Insight into the purification of arsenic-contaminated acid water by metal-organic framework MIL-53(Fe) with sulfite: The generation and effect of Fe(IV)

Iron based metal-organic frameworks (Fe-MOFs) have garnered international interest as a novel and promising category of adsorbent materials for the elimination of arsenic from neutral waters. Nevertheless, their practical implementation is constrained by their inadequate adsorption capacity for aqueous arsenite (As(III)), a prevalent arsenic species found in acidic environments such as acid mine drainage. Herein, a novel oxidation -adsorption process to effectively purify As(III)-contaminated water is constructed by combining the MIL-53(Fe) of high acid resistance with sulfite (S(IV)). Notably, the adsorption capacity of the MIL-53(Fe)/S(IV) process for As(III) at pH 3.5 reached 86.4 mg g-1, surpassing the values achieved by MIL-53(Fe) alone by 21.6 times for As(III) and 1.62 times for As(V) (oxidized As(III)).

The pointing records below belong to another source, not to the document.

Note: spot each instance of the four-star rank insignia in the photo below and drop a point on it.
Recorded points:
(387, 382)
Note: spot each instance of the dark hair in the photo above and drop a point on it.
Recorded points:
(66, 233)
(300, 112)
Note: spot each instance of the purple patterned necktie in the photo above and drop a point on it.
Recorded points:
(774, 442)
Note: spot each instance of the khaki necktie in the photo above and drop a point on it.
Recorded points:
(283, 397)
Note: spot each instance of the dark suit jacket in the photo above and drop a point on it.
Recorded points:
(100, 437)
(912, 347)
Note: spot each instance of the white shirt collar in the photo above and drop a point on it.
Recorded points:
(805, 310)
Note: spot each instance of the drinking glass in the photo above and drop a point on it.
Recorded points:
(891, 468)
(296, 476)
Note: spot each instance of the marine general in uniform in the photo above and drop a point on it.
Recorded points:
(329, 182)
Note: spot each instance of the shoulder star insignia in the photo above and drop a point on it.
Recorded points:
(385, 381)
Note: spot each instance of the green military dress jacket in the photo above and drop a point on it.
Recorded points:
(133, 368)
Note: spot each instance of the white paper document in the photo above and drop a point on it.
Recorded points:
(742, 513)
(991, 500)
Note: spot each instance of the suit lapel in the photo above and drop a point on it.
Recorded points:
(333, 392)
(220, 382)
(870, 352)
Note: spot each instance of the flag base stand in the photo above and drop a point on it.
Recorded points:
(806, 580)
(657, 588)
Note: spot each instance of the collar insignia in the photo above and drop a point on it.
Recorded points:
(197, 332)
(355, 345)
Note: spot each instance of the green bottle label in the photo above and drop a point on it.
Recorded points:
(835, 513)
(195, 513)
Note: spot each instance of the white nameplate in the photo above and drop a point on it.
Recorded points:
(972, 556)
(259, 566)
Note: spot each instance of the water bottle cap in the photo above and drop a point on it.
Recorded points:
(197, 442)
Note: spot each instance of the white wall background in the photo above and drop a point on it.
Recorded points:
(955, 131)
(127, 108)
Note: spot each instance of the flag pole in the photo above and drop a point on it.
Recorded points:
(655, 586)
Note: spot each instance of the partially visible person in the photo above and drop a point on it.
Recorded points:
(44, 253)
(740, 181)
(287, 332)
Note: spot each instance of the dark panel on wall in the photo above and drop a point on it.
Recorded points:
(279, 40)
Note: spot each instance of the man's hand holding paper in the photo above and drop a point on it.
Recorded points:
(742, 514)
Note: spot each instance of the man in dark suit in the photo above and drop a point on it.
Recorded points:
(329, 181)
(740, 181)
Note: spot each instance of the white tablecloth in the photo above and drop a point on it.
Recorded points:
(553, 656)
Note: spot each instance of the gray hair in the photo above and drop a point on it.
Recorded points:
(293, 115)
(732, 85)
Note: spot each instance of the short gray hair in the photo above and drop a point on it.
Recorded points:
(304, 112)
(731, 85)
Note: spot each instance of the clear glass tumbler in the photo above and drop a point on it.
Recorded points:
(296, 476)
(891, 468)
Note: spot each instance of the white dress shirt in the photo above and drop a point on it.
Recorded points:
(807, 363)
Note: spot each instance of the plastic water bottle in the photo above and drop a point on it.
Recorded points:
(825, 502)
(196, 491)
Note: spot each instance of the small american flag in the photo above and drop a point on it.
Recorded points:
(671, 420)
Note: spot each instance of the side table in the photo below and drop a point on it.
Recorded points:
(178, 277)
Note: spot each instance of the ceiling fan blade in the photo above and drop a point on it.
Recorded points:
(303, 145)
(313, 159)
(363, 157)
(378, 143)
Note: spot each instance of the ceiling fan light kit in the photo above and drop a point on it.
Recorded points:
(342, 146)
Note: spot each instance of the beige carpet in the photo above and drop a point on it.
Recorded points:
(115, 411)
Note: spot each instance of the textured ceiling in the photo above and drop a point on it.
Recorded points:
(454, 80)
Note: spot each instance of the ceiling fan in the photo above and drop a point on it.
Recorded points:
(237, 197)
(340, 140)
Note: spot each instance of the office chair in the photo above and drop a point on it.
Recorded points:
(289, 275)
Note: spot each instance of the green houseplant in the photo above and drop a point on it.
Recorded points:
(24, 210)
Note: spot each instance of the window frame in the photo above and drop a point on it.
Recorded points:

During the oxidation process, MIL-53(Fe) effectively activated S(IV), leading to the formation of the crucial intermediate SO5 center dot-, which then underwent two distinct pathways to respectively generate Fe(IV) and SO4 center dot-, accounting for rapid oxidation of As(III). In the adsorption process, the S (IV) activation (i.e., complexation and electron transfer) on the MIL-53(Fe) surface created additional adsorption sites by dredging the pores and altering the electron cloud distribution within the adsorbent. Furthermore, As(V) trended to form monodentate complexes with surface Fe (e.g., Fe-O-As bond) in the MIL-53(Fe)/S(IV) process. Notably, this oxidative removal process demonstrated reliable performance in complex water matrices and practical arsenic -contaminated waters. Overall, this study presents a promising strategy to enhance the efficacy of Fe-MOFs for the removal of As(III).